Netflix releases first look at its live-action Scooby-Doo kids
Filming has reportedly just begun on the Greg Berlanti-produced Scooby-Doo: Origins.
Maxwell Jenkins, Mckenna Grace, Abby Ryder Fortson and Tanner Hagen in Scooby-Doo: Origins. Photo: Tom Griscom/Netflix

From top to bottom: Maxwell Jenkins, Mckenna Grace, Abby Ryder Forston, and Tanner Hagen.
Proving that any dang thing can have an Origins these days, Netflix announced this morning that it’s officially begun filming on Scooby-Doo: Origins, its new live-action TV spin on the classic animation franchise.

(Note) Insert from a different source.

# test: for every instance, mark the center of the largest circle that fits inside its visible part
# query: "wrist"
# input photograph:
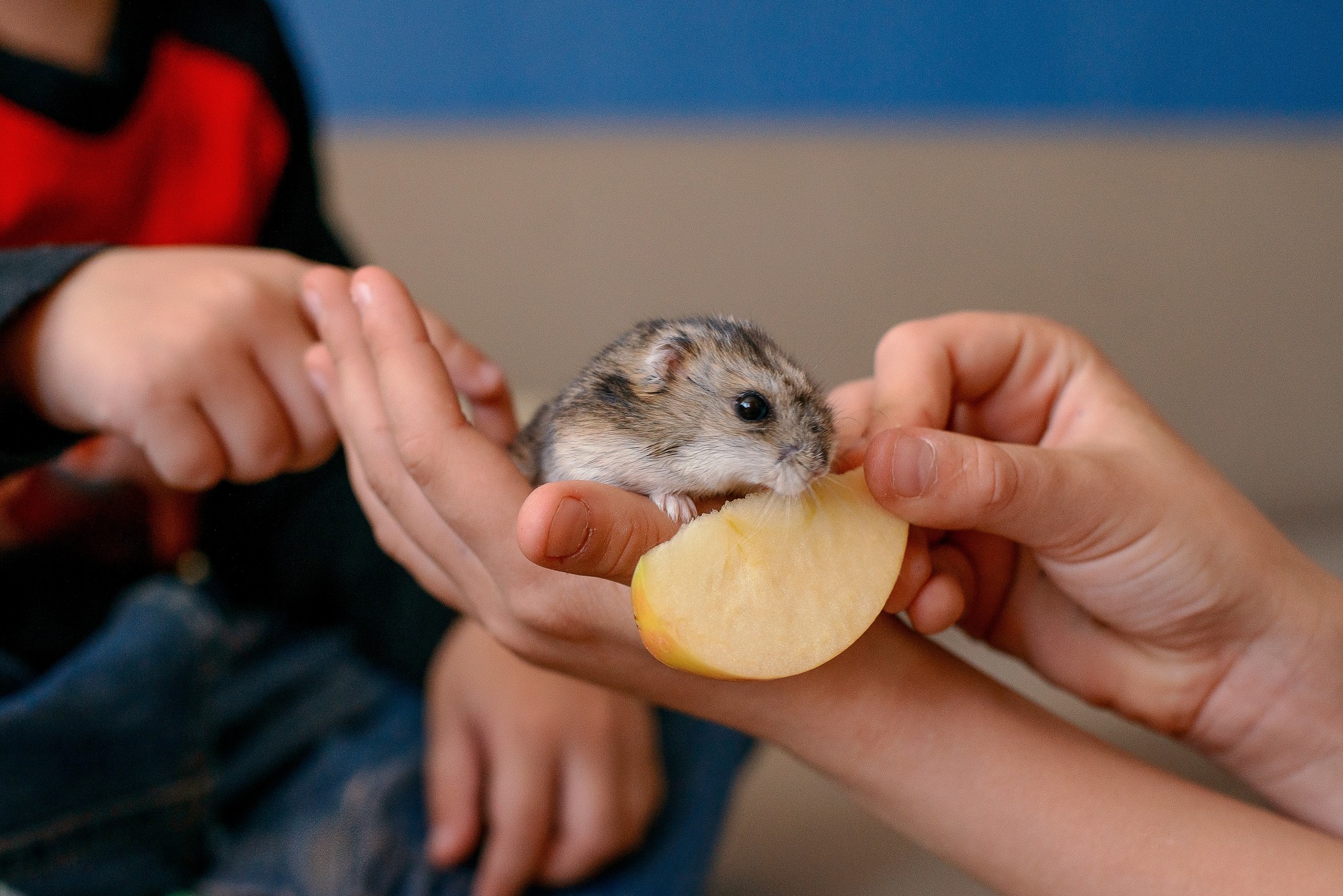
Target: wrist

To spice up the announcement, the streamer also revealed the first photo of its young cast, except for the dog, because they still refuse to even hint at what the dog is going to look like in this thing.
Anyway, there they are, in all their “briskly sourced Halloween costume” glory: Stars Maxwell Jenkins, Mckenna Grace, Abby Ryder Fortson, and Tanner Hagen, arranged vertically for ease of identification as the new live-action Fred, Daphne, Velma, and Shaggy. (Also, they’re hiding behind a crate with a paw print on it, just so you know that Netflix knows that there’ll have to be a dog in this dang thing at some point.)
The new series—which is being showrun by Josh Appelbaum and Scott Rosenberg, whose collective credits are extensive, but pretty far afield from kids fare like Scooby-Doo—is being pitched as, well, an origin story, with friends Daphne and Shaggy teaming up with other kids (and “a lonely lost Great Dane puppy”) at their summer camp to solve a supernatural murder. The series is being executive produced by Greg Berlanti, although fans hoping for Riverdale: Great Dane Edition might wind up being disappointed; the logline for the series, and that first photo, certainly make it seem like it’ll be aiming at a slightly younger audience than that series (or even Berlanti’s previous Netflix shows like Chilling Adventures Of Sabrina and Dead Boy Detectives.) But, hey, you never know: They’ve got Paul Walter Hauser lurking on the cast list, so maybe things will turn out more dramatic than the “summer camp shenanigans” of it all have led us to expect.